Amid Market Volatility - Beware of Wash Sales

amid market volatility - beware of wash sales

Volatility is the price investors must pay in the search for higher future returns in capital markets. The reminder that volatility and risk - is indeed quite real - has been brought to the forefront the last several months. First with prices rapidly declining, and then rebounding in the global equity markets. To many savvy investors with taxable investment accounts, the declines we saw in February and March (and quite possibly going forward still for some time) may have actually presented opportunities. One such opportunity has been to capture valuable tax losses from their investments. However, these same investors need to be especially careful to navigate the wash sale rules of the Internal Revenue Code (IRC) Section 1091, or their tax loss strategy may have all been for nothing.

Refresher on capital losses

Before explaining what exactly a wash sale is, and why it is especially relevant now, we need to understand why someone would be enticed to sell at a loss in the first place. Taxpayers that sell an investment for a loss in a taxable brokerage account may typically be able to take that loss as a tax deduction, subject to certain limitations. The limitations are generally that losses can be used to offset any other realized gains (investments sold at a gain) plus up to an additional $3,000 of losses they may have taken, which can be used to offset other regular income on their tax returns. Losses above and beyond $3,000 (for married filing jointly, or single taxpayers) more than any realized gains can be carried forward to future tax years if unused in the current year. As such, many investors that experienced a steep decline in their taxable investment portfolio at some point this year, may have decided to sell an investment at a loss to capture the associated tax benefit if they were paying attention.

wash sales

After selling though, what if an investor wants to reinvest to remain invested in the market? Generally, this is exactly what an investor should be doing if their financial plan dictates doing so. Reinvesting proceeds back into the broader market helps avoid missing any potential recovery.
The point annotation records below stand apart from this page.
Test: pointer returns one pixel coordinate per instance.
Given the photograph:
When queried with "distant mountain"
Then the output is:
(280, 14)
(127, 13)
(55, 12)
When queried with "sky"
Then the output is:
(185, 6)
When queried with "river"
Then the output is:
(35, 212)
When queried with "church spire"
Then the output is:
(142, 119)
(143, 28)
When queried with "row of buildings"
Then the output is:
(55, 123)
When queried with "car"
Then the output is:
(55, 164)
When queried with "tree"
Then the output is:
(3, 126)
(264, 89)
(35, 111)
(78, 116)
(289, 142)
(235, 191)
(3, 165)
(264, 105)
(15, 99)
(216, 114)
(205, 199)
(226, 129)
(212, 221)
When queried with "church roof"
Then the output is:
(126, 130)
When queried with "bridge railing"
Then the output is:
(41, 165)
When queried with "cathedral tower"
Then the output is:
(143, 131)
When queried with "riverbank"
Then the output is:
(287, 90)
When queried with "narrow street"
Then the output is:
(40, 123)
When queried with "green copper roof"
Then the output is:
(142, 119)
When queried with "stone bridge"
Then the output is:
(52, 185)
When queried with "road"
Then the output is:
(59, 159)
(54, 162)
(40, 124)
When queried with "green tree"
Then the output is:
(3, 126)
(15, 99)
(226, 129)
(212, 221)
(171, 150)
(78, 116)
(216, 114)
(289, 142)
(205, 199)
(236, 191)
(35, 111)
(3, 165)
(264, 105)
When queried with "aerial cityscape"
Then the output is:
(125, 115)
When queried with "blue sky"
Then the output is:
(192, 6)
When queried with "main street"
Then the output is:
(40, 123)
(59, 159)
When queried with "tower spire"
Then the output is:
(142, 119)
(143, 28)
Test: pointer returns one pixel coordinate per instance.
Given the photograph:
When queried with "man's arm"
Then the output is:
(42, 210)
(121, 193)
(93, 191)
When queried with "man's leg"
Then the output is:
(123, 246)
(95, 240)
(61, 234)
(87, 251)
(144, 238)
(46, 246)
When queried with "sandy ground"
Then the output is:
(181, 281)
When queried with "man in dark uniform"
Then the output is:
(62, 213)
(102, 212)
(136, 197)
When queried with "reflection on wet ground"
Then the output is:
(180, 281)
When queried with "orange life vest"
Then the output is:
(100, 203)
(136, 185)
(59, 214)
What many investors are not as familiar with however, is that if they purchased the same or substantially identical security as the originally held investment within 30 days before or 30 days after the sale date, that the loss from their sale would be disallowed due to the wash sale rule of IRC Section 1091.

The IRS defines a wash sale as "a sale of stock or securities at a loss within 30 days before or after you buy or acquire in a fully taxable trade, or acquire a contract or option to buy, substantially identical stock or securities." The wash sale rule under IRC Section 1091 exists to prevent investors from generating, and recognizing, “artificial losses” in situations where they do not intend to reduce their holdings in the securities that are sold - even if they determine this after the fact from when they first sold. The loss on the sale is deferred until the replacement shares of the substantially identical security is sold.

Going a step further, investors need to be aware of these rules within their retirement accounts and when engaging in any options or similar derivative contracts for a given security. There are also nuanced attribution and consolidation rules that need to be monitored between spouses and related entities and businesses.

An Example

You purchase 1,000 shares of ABC Inc. for $10 per share. You eventually sell these shares for $7 per share, creating a $3 per share loss - or $3,000 total capital loss from the transaction. After you sell though, the price quickly rises back up to $9 per share, within 30 days of your initial sale. Considering you had originally purchased this stock for $10 per share and see the recent rise of the stock, you fear you may miss out and so you quickly repurchase 1,000 shares for $9 per share. Doing so however prevents you from taking the $3,000 loss you had already realized. Instead that $3,000 loss gets added to the cost basis of your new purchase. So rather than having a $3,000 loss and new shares with a total cost of $9,000 (1,000 * $9), you would have $0 loss and a total cost of $12,000.

Overall, wash sales can be a confusing and nuanced area of the tax code for individual investors and taxpayers when confronted with them in reality. When markets are volatile and prices are moving with more velocity than usual, there are increased opportunities for savvy tax-loss-harvesting strategies, but without proper execution and monitoring it can also lead to increased opportunities for unwanted wash sales. While losses deferred by wash sales will eventually be realized by a taxpayer in most instances, avoiding them in the first place is often preferred to more likely maximize investment performance. We encourage investors and taxpayers to consult or work with a financial or tax professional that is well-versed and capable of navigating the wash sales rules when managing an investment portfolio.